The paradox, of course, was that for Brookner — who published “A Start in Life” at 53 — subsequent decades of literary endeavors would come to enrich, rather than ruin, her own life.
Those decades came to a close last Thursday March 10, when Brookner passed away at the age of 87.
The author and art historian, described by that same interviewer, Shusha Guppy, in 1987 as “petite, slim, and casually but most elegantly dressed,” was born to a Jewish family of Polish immigrants in London in 1928. Asked by the Paris Review about her Jewish background, she professed her sadness at having never learned Hebrew – “I regret it, because I would like to be able to join in fully” – and displayed a wistful longing for faith: “not that I am a believer, but I would like to be.”

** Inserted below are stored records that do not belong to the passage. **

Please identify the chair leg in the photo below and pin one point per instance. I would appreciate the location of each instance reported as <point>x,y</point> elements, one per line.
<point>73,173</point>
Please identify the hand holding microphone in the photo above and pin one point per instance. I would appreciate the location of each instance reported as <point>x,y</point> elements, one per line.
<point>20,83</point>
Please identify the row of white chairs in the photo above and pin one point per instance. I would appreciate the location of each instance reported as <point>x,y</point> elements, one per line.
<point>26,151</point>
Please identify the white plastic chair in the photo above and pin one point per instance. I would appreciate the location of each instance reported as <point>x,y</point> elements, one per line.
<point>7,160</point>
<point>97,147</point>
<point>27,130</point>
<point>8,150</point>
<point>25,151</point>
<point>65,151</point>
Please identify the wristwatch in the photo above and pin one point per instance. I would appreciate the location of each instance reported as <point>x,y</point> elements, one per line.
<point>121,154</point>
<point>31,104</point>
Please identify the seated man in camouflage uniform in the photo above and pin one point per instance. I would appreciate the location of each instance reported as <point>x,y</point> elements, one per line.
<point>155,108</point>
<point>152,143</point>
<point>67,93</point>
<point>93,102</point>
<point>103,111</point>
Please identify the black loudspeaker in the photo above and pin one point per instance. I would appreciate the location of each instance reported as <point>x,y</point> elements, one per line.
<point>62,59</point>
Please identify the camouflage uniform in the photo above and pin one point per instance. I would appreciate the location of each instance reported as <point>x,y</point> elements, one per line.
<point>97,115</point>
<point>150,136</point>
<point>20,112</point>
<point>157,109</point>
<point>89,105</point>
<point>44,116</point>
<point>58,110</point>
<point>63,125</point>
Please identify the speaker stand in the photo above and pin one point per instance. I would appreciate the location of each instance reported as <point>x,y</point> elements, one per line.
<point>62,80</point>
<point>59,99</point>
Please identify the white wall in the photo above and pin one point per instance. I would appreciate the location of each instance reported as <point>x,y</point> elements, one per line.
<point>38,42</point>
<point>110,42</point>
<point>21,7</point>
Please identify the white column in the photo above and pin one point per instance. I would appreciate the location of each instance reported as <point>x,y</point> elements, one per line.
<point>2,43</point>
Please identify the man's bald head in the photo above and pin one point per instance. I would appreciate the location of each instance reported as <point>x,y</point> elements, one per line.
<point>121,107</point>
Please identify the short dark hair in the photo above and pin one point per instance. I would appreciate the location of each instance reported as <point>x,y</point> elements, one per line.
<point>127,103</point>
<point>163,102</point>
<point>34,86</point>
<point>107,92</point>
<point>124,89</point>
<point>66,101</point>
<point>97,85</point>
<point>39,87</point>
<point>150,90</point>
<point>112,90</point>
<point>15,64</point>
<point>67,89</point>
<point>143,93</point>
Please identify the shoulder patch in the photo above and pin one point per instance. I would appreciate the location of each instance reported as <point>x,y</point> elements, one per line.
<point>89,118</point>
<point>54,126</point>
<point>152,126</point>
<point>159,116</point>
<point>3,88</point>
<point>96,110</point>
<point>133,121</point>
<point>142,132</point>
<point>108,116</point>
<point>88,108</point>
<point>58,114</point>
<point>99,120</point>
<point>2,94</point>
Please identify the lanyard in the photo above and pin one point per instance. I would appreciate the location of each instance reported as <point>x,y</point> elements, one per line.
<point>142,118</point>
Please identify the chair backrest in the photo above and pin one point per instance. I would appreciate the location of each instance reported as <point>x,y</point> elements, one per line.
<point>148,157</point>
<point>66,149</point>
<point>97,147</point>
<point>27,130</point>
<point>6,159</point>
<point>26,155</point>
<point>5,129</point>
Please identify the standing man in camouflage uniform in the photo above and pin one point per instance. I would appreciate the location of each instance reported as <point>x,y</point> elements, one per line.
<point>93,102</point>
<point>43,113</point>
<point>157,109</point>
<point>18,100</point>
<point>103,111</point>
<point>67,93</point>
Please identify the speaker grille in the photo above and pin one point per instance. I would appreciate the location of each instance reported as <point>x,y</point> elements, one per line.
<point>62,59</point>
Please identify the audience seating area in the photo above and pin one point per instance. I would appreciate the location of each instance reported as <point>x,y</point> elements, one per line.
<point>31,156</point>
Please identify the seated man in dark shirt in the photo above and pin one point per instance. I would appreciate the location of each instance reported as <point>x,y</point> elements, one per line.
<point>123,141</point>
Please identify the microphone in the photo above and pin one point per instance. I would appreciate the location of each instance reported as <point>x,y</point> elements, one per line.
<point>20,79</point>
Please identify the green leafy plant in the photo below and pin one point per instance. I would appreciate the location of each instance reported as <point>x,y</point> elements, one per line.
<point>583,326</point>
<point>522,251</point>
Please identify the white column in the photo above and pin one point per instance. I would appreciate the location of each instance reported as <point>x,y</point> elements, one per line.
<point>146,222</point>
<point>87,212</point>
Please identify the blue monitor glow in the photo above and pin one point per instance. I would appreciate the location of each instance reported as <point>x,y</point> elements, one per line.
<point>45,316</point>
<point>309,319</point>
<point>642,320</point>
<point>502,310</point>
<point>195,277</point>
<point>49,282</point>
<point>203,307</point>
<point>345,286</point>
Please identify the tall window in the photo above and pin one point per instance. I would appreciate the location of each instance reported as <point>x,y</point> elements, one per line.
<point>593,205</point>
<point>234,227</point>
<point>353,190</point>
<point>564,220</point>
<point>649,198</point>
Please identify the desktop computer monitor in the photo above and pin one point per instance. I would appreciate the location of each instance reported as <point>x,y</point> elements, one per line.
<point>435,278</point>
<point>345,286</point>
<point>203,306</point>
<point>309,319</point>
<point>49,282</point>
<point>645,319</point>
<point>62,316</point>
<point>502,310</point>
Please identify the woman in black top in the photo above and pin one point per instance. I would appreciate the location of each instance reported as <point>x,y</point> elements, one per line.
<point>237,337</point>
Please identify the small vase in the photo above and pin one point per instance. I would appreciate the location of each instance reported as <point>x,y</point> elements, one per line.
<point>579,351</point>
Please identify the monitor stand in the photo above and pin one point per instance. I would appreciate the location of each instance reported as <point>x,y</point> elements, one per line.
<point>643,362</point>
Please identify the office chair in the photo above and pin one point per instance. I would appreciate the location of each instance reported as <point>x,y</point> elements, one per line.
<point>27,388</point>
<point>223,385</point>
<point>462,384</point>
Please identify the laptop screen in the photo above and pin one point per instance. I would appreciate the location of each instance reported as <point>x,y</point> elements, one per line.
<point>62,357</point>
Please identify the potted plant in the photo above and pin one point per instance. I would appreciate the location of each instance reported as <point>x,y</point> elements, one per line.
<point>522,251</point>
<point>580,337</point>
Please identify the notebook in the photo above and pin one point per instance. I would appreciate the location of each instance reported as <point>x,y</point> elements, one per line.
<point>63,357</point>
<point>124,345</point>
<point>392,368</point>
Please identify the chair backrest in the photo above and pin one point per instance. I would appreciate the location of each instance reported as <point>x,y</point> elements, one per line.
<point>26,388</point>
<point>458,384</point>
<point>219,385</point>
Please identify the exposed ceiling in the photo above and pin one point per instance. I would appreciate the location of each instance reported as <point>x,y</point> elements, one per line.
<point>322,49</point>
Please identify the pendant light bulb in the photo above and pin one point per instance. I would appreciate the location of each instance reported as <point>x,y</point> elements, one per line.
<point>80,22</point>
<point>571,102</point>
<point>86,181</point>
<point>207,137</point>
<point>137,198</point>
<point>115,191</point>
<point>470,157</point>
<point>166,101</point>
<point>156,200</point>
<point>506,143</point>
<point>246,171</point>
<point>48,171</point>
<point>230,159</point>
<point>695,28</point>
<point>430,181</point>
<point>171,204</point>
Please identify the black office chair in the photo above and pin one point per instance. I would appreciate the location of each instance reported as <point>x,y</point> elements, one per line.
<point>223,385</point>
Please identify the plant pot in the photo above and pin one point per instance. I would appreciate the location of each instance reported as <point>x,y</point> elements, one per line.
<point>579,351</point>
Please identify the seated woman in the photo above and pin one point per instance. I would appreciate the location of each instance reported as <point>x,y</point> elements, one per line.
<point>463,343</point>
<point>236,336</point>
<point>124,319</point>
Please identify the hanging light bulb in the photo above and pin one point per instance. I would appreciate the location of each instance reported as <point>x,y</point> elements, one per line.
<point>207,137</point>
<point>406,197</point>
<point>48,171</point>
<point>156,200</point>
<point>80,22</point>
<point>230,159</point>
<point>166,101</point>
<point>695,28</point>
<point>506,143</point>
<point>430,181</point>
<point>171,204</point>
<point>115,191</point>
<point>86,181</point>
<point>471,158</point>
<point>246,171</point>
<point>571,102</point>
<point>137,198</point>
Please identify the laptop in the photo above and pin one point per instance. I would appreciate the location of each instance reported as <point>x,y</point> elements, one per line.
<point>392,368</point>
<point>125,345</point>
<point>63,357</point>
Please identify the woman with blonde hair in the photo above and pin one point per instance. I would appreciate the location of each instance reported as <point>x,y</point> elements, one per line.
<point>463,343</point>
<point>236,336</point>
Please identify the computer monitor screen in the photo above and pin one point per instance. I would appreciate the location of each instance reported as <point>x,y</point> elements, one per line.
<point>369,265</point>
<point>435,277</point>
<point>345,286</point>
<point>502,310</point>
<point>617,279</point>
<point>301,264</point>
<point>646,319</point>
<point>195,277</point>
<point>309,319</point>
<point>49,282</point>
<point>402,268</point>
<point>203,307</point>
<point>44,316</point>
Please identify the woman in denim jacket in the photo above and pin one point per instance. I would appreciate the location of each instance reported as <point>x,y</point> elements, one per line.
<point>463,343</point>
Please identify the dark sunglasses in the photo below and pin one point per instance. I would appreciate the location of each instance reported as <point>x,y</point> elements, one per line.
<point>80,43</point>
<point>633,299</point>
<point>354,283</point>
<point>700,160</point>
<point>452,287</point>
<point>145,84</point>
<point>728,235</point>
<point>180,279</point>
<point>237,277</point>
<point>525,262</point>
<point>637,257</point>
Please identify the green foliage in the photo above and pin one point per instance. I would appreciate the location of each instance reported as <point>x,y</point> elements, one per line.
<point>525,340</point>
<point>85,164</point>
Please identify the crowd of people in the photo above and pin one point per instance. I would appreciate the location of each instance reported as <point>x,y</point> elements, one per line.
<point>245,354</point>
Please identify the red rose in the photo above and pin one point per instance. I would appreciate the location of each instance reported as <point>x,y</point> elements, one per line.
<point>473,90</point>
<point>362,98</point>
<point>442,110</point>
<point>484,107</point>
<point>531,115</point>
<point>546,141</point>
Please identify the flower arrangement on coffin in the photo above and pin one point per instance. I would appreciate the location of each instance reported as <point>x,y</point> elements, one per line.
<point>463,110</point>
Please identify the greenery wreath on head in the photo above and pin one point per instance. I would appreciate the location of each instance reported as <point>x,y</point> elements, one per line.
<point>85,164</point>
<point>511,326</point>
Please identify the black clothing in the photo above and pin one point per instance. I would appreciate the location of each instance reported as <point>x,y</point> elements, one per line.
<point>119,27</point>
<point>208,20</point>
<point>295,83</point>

After completing an undergraduate degree in French, history and art history at King’s College London, Brookner pursued graduate studies at the Courtauld Institute of Art, where she would later teach. Her academic career also took her Reading University and to Cambridge, where she was the first woman to occupy the Slade chair of fine art. She focused on nineteenth-century French artists, particularly Jean-Baptiste Greuze, attracted by the “loss of a certain innocence” that resulted from the spectacular failure of the French Revolution.
That penchant for the dark and desperate was reflected in her second career as a novelist, during which she was frequently labeled “the mistress of gloom.” Her novels focused almost entirely on the lives of women, with some wretchedness; Michael McNay, writing her obituary in the Guardian, commented that “her novels tend to describe a gray milieu of enervated, stranded and tentatively hopeless women.”
She started to write, she told the Paris Review, when she felt her life “drifting in predictable channels…I wanted to know how I deserved such a fate.” Having published several books on art history, novels intrigued her. “I wondered how it was done,” she said, “and the only way to find out seemed to be to try and do it.”
Brookner’s fourth novel, “Hotel du Lac,” won the 1984 Man Booker prize in an upset over J.G. Ballard, whose “Empire of the Sun” had been the strong favorite. She continued to write a book a year for much of the rest of her life. Her last, the novella “At the Hairdressers” was released as an ebook in 2011.
While her characters, like the disillusioned Dr. Weiss, faced grim realities and grim prospects, as a writer Brookner found her own reality made somewhat brighter.
“Writing has freed me from the despair of living,” she told the Paris Review. “I feel well when I am writing; I even put on a little weight!”